Ci sono poi recenti studi altamente illuminanti in materia (come quelli riportati su Mente e Cervello – dic. 2014) dove si dimostra che la dopamina favorisce la creatività… che strano, infatti nessuno finora sapeva che molti artisti facessero uso di coca…
È chiaro che la biochimica fa la sua parte, ma chiunque si faccia di coca sarà un artista? lasciamo la risposta al lettore.
Senza contare che nell’editoriale della stessa rivista il direttore si preoccupa di riportare il seguente passo:
Nell’intervista apparsa nel 1932 su “Harper’s Magazine”, Thomas Edison pronunciò la celeberrima frase secondo cui “il genio è per l’1 per cento ispirazione e per il 99 per cento sudore”. E se lo diceva uno che aveva al suo attivo un migliaio di brevetti – tra cui un gingillo che ha cambiato la vita all’umanità come la lampada a incandescenza – c’è da credergli. Peccato che secondo Pablo Picasso, un altro tipo a cui saremmo tentati di prestare ascolto, in fatto di inventiva, “il principale nemico della creatività è il buonsenso”.

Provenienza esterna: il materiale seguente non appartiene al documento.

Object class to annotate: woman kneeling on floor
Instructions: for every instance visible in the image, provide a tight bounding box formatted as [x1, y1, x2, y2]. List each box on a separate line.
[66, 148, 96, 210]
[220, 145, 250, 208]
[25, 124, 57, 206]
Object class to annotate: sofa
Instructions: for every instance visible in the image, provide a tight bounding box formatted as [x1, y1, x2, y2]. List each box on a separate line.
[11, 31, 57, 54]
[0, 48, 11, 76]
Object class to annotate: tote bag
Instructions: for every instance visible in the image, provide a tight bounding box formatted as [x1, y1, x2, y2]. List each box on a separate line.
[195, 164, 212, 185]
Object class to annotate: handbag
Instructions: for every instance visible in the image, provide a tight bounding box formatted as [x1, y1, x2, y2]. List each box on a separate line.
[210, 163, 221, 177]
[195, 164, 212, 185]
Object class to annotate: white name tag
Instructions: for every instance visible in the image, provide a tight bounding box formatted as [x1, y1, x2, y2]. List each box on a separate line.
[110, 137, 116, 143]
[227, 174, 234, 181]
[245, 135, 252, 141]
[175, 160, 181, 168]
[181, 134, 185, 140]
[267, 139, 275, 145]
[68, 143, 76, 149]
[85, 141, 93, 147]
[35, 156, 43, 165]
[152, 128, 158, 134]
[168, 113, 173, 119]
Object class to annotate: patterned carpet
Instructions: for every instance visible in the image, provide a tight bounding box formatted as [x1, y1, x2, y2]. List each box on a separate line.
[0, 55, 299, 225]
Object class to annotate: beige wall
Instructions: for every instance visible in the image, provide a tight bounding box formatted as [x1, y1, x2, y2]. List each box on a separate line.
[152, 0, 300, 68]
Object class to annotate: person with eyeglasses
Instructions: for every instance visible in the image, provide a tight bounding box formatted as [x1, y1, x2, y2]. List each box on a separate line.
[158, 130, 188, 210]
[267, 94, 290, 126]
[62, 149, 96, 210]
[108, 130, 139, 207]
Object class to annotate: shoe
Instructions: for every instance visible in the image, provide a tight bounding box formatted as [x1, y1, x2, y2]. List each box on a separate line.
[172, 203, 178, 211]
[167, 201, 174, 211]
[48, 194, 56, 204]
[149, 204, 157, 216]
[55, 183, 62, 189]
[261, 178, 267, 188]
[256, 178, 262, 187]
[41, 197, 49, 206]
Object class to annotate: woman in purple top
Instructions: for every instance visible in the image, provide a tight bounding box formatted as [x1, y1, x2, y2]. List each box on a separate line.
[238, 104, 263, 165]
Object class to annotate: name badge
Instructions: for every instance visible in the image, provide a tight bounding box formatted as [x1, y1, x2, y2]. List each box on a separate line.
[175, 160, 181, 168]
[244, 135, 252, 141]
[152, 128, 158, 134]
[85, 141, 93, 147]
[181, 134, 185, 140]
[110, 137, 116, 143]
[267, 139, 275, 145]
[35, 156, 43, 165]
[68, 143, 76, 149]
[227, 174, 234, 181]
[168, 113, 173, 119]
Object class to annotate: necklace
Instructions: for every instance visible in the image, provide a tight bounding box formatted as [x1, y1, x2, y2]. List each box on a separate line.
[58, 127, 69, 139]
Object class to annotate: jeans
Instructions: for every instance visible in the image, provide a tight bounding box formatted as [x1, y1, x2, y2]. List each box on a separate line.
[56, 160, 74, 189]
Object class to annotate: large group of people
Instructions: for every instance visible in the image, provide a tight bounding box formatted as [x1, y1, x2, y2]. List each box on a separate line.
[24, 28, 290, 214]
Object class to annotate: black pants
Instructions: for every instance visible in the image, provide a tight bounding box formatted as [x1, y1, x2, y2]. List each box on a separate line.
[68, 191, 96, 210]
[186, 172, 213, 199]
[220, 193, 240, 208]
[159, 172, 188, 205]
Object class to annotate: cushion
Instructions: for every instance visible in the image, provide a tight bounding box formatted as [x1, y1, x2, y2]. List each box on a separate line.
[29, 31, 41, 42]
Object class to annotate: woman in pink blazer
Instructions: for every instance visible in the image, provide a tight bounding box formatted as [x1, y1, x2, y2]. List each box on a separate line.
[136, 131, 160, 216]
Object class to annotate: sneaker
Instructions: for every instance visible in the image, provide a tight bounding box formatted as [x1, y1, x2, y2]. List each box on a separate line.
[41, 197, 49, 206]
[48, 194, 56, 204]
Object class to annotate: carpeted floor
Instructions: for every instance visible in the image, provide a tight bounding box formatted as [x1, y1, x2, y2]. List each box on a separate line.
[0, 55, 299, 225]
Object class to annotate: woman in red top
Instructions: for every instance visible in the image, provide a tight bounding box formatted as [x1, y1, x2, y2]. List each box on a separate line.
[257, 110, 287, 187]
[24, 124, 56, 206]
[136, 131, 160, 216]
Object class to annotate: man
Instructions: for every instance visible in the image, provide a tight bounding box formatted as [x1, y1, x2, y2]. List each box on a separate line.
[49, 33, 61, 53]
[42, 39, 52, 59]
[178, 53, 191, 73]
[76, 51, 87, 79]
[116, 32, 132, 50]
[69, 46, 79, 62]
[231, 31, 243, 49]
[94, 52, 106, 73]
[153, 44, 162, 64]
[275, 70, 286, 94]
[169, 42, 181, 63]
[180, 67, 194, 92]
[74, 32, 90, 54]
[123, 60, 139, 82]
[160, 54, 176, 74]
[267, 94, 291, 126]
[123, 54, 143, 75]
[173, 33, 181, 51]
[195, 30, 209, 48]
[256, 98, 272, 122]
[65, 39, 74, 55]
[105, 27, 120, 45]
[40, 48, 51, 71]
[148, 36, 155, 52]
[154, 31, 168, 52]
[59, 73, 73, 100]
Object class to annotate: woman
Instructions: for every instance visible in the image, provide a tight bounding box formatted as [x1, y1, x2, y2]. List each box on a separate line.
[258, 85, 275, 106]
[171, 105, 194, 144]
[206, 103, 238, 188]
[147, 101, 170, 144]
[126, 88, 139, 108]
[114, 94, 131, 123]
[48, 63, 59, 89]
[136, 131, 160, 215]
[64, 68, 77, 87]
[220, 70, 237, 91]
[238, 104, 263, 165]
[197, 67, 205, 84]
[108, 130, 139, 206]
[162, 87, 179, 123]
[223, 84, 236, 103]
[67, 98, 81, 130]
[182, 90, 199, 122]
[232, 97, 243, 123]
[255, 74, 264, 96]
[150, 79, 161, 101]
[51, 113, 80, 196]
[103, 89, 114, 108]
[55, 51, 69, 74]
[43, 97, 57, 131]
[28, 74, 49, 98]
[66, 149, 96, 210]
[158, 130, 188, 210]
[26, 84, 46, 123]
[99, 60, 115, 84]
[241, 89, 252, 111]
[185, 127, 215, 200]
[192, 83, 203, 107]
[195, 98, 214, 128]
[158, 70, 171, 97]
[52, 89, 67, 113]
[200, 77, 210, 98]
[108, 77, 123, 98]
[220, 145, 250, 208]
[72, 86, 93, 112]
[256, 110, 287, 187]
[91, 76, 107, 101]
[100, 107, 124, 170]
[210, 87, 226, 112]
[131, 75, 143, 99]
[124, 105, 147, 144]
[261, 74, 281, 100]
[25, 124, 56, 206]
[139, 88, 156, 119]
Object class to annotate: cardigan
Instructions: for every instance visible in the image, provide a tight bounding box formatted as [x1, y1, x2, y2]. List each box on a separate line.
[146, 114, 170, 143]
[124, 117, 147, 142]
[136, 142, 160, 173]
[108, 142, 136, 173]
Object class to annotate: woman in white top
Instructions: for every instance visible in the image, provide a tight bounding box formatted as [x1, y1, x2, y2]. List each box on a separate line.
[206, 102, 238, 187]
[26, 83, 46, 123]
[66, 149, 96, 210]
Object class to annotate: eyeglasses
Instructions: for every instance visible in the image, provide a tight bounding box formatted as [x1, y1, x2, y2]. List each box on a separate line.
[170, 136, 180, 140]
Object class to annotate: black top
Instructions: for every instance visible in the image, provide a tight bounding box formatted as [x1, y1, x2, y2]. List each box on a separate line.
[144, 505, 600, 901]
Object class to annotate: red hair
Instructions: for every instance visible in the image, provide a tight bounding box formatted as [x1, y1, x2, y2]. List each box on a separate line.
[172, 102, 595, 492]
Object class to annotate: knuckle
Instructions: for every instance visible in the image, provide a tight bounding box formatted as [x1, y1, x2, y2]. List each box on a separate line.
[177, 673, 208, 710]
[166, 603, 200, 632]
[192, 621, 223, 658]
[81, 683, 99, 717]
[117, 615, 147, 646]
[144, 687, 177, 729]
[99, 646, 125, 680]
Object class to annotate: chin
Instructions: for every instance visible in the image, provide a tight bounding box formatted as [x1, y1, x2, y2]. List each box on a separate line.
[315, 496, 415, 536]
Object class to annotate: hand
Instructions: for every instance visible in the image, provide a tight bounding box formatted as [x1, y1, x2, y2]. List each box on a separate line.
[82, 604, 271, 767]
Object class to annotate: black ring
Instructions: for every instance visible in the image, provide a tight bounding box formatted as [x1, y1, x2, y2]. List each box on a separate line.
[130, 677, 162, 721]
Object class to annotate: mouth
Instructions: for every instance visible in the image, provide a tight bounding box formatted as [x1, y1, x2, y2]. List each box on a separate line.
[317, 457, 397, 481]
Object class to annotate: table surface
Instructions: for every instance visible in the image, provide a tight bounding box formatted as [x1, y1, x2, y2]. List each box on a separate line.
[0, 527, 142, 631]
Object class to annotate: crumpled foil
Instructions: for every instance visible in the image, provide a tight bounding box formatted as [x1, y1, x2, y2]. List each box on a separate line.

Sinceramente sembra che il bravo direttore sia più preoccupato di far dello spirito, piuttosto che anticipare un’analisi epistemologica estremamente semplice, e utile (siccome vogliamo proprio escludere che non ne abbia colto l’opportunità).
Non c’è bisogno, infatti di articolate considerazioni, per dimostrare quanto sia già evidente dalle dichiarazioni antitetiche di Edison e Picasso, che non vi è una strana discordanza sull’utilità, o sulla natura dell’intuito (come si dovrebbe arguire leggendo l’editoriale di Cattaneo), ma, evidentemente tanto lontane percentuali (soggettivamente pesate dagli illustri interessati) dell’”ingrediente” intuito, sono semplicemente correlate ai differenti campi di indagine di cui si occupavano i due personaggi, i quali ottennero risultati eclatanti, ciascuno nel proprio settore, impegnando certamente ben differenti percentuali di ragione e intuito, ma indubbiamente adeguatissime e assolutamente sinergiche e complementari rispetto ai rispettivi scopi.
Da una rivista che si vorrebbe qualificare come (accanto alla consorella “Le scienze”, di cui ancora si rimpiangono le antiche edizioni), l’unica divulgativa effettivamente seria per quanto riguarda questo tipo di problematiche, ci si sarebbe aspettati almeno anche qualche considerazione in merito alla probabilità che Edison e Picasso abbiano potuto pronunciarsi tramite iperboli, per sostenere, ciascuno dalla sua parte avversa, la convinzione del valore dell’intuito rispetto alla ragione, o viceversa.
Ma quando invece si penserà a condurre delle indagini un po’ più utili in materia? per esempio qualcosa del genere che possa iniziare a dimostrare come diverse attività orientate a sviluppare rispettivamente l’intuito piuttosto che la ragione debbano essere opportunamente previste e bilanciate nei programmi di studio delle scuole di diverso ordine e grado, e, a livello accademico, nelle diverse facoltà?